P232 Oesophageal Crohn’s disease: diagnosis and outcome of an ECCO-CONFER case series
R. Rodrigues*1, M. Sladek2, K. Katsanos3, C. J. Van der Woude4, J. Wei5, N. Teich6, P. Ellu7, E. Savarino8, M. Chaparro9, D. Beaton10, A. M. Oliveira11, M. Fragaki12, A. Bar-Gil Shitrit13, L. Ramos14, K. Karmiris12
1Instituto Português de Oncologia de Lisboa, Gastroenterology, Lisbon, Portugal, 2Jagiellonian University Medical College, Pediatrics, Gastroenterology and Nutrition, Krakow, Poland, 3School of Health Sciences and University Hospital of Ioannina, Gastroenterology, Ioannina, Greece, 4Erasmus Medical Center, Gastroenterology and Hepatology, Rotterdam, The Netherlands, 5Nanjing University Affiliated Jinling Hospital, Gastroenterology and Hepatology, Nanjing, China, 6Gastroenterology Outpatients Clinic, Leipzig, Germany, 7Mater Dei Hospital, Medicine, Msida, Malta, 8University of Padua, Surgery, Oncology and Gastroenterology – DiSCOG, Padova, Italy, 9Hospital Universitario de La Princesa, Gastroenterology, Madrid, Spain, 10Royal Victoria Infirmary, Gastroenterology, Newcastle Upon Tyne, UK, 11Hospital Prof. Doutor Fernando Fonseca, Gastroenterology, Amadora, Portugal, 12Venizeleio General Hospital, Gastroenterology, Heraklion, Greece, 13Digestive diseases Institute, Shaare Zedek Medical Center, Jerusalem, Israel, 14Hospital Universitario de Canarias, Tenerife, Spain
Crohn’s disease (CD) can involve any part of the gastrointestinal tract. We aimed to characterise clinical, endoscopic, histological features and treatment outcomes of CD patients with oesophageal involvement.
This was a European Crohn’s and Colitis Organization (ECCO) retrospective observational study performed as part of CONFER [COllaborative Network For Exceptionally Rare case reports] project. A call was made to all ECCO members to report CD patients with oesophageal involvement. Clinical data were recorded in a standardised case report form.
Forty patients were reported [24 males, mean age at oesophageal CD diagnosis: 22 years (10–46) and mean time of follow-up: 61 (3–240) months]. Oesophageal involvement was established at CD diagnosis in 25 patients (62.5%) and during follow-up in 15. CD was exclusively located in the oesophagus in 2 patients while in the rest, small bowel involvement was present in 81.5%, colonic in 73.6% and gastric in 50%. Twenty-three patients (57.5%) presented with non-stricturing, non-penetrating behaviour, 18 (45%) had perianal disease, and 12 (30%) extra intestinal manifestations. Nine patients (22.5%) were asymptomatic at oesophageal disease diagnosis. Distal oesophagus was the most common site of involvement (62.5%). Oesophageal strictures were present in six patients and fistulising oesophageal disease in one. Eight patients exhibited granulomas on biopsies. Medical treatment: proton-pump inhibitors (PPIs, 87.5%), steroids (52.5%), thiopurines (52.5%), anti-TNFs (52.5%) and exclusive enteral nutrition (20%). Three patients underwent endoscopic dilation for symptomatic strictures and none oesophageal surgery. Oesophageal disease diagnosed during follow-up for CD (15/40) resulted in treatment modifications in 9 patents. Remission or improvement of oesophageal disease was seen in 38/40 (95%) patients after a mean time of 7 (1–18) months while in overall CD these outcomes were reported in 29/38 patients (76.3%). Follow-up endoscopy was performed in 30/40 patients and 27/30 (90%) achieved mucosal healing.

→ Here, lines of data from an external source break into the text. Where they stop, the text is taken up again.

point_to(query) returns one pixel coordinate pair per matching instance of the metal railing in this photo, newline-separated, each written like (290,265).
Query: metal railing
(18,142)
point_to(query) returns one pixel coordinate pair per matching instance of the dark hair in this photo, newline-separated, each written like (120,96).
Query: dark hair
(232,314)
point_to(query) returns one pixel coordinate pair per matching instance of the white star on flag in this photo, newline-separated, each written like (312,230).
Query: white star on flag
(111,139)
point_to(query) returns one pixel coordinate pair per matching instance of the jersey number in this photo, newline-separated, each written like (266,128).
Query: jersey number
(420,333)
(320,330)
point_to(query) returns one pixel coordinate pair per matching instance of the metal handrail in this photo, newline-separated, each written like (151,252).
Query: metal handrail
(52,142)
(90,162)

Oesophageal CD involvement can be detected either at CD diagnosis or during follow-up, manifesting as the only site of CD location in rare cases. Phenotypic characteristics are similar to those of other sites of involvement and diagnosis can be done even during overall CD remission. Optimal treatment is conservative but not consensual depending also on extra oesophageal sites of involvement, with PPIs administered in the majority of patients and treatment modifications occurring infrequently when diagnosed at a later phase. These results should be interpreted with caution due to the small sample size and the design of this project.